ABSTRACT

What follows is an attempt to examine the more relevant factors determining the expansion and distribution of crime. Although it is sometimes denied, crime is expanding everywhere, and more quickly in developed than in developing countries. This is contested by representatives of the former who maintain that, since developing countries lack reliable criminal statitstics, they appear in a better light than developed countries. But not all developed countries have reliable or complete criminal statistics, and the question is not only one of statistical data, but of the connection between development and crime. As a rule, the greater the development the greater the amount of crime, especially when development is understood as socio-economic development in terms of production-consumption and higher material standards of living.
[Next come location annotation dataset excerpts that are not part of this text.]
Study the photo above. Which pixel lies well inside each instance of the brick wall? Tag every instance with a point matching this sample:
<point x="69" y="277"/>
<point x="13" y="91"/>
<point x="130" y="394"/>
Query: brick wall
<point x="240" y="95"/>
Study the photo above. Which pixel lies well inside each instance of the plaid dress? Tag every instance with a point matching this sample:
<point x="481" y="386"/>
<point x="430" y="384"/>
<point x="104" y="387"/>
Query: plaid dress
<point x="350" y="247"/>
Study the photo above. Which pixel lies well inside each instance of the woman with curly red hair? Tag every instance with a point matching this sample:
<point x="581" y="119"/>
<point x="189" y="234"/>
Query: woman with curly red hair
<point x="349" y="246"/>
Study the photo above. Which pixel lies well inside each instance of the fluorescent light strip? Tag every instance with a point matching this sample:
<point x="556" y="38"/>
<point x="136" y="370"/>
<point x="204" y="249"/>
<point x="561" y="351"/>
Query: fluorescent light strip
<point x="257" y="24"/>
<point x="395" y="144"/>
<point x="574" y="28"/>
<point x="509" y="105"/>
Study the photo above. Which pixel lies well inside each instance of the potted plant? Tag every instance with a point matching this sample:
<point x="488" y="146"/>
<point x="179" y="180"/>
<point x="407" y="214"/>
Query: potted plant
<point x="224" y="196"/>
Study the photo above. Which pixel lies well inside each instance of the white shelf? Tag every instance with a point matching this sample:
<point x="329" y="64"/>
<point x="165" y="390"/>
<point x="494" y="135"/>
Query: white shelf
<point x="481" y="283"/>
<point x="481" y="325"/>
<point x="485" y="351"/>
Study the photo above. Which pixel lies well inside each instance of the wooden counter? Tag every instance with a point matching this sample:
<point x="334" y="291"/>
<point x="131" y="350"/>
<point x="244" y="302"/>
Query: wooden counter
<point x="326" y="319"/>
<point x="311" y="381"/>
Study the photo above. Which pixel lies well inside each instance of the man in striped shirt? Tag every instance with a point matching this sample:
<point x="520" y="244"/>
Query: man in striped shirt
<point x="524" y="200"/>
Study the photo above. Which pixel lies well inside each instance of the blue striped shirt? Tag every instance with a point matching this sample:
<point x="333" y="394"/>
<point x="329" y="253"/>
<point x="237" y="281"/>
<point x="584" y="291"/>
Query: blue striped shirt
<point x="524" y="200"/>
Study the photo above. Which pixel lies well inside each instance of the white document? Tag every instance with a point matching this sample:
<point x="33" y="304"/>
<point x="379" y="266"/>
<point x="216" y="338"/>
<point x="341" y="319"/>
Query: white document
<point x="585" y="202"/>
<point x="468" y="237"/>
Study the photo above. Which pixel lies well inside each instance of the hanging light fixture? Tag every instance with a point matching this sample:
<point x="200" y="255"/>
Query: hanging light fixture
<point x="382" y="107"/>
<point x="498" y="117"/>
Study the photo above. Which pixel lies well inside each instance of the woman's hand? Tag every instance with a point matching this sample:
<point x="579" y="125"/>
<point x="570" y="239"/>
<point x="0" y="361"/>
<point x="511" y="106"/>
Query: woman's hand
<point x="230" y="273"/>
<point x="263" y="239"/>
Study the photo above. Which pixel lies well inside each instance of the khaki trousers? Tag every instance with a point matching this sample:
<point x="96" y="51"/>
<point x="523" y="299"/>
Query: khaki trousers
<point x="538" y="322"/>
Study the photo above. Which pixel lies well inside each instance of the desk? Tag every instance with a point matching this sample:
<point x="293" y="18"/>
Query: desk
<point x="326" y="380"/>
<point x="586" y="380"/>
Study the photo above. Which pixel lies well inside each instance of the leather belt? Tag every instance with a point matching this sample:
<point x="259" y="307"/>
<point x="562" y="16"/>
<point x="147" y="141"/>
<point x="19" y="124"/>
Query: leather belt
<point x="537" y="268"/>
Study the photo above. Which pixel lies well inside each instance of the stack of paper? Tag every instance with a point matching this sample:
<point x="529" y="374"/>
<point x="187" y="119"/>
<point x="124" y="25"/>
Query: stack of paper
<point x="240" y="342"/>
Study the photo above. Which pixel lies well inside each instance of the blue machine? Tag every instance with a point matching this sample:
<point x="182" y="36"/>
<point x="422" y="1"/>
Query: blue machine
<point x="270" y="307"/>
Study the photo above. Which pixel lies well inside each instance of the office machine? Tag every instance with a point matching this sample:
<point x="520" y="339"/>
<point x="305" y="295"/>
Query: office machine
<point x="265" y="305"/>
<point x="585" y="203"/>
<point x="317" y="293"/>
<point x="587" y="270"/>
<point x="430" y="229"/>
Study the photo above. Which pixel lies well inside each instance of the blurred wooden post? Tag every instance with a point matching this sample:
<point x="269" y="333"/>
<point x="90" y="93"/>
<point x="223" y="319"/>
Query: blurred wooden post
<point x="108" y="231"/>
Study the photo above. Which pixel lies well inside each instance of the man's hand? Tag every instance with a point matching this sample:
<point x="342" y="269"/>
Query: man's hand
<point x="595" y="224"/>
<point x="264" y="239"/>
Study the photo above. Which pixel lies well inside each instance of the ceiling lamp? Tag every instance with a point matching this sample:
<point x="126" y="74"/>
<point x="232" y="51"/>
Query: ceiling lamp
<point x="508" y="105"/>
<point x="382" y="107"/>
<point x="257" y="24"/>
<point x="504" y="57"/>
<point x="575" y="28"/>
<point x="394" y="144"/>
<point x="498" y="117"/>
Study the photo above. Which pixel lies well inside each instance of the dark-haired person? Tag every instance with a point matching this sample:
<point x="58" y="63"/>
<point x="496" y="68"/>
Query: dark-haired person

The main reasons for the expansion of crime are: (a) that the growing complexity of development usually demands greater penal protection, hence the increase of the number of criminal offences (b) increasing corruption and leisure time: and (c) greater individual as well as collective insecurity and protest against existing socio-economic and political systems, even in countries where everything is run according to a single political ideology, party and machinery. The common denominator of these factors is population growth and its age and sex distribution. It is not true that war, particularly World War II, is the main cause of the expansion of crime, although obviously it plays a part; however, like any other factor, the role of war is ambivalent, in the sense that it provokes but also reduces crime. Furthermore, as a factor the effects of war eventually fade and are replaced by others. Only metaphysically can it be said that by creating new conditions, which in turn provoke others, and so on ad infinitum, war effects are still in action. A close scrutiny of the facts shows that in most cases war is not a sudden event but the culmination of a process, the causal effects of which start acting before the war begins. It is difficult to ascertain what are the criminogenic effects of war itself, those of the process preceding it and those provoked by contemporary but independent factors.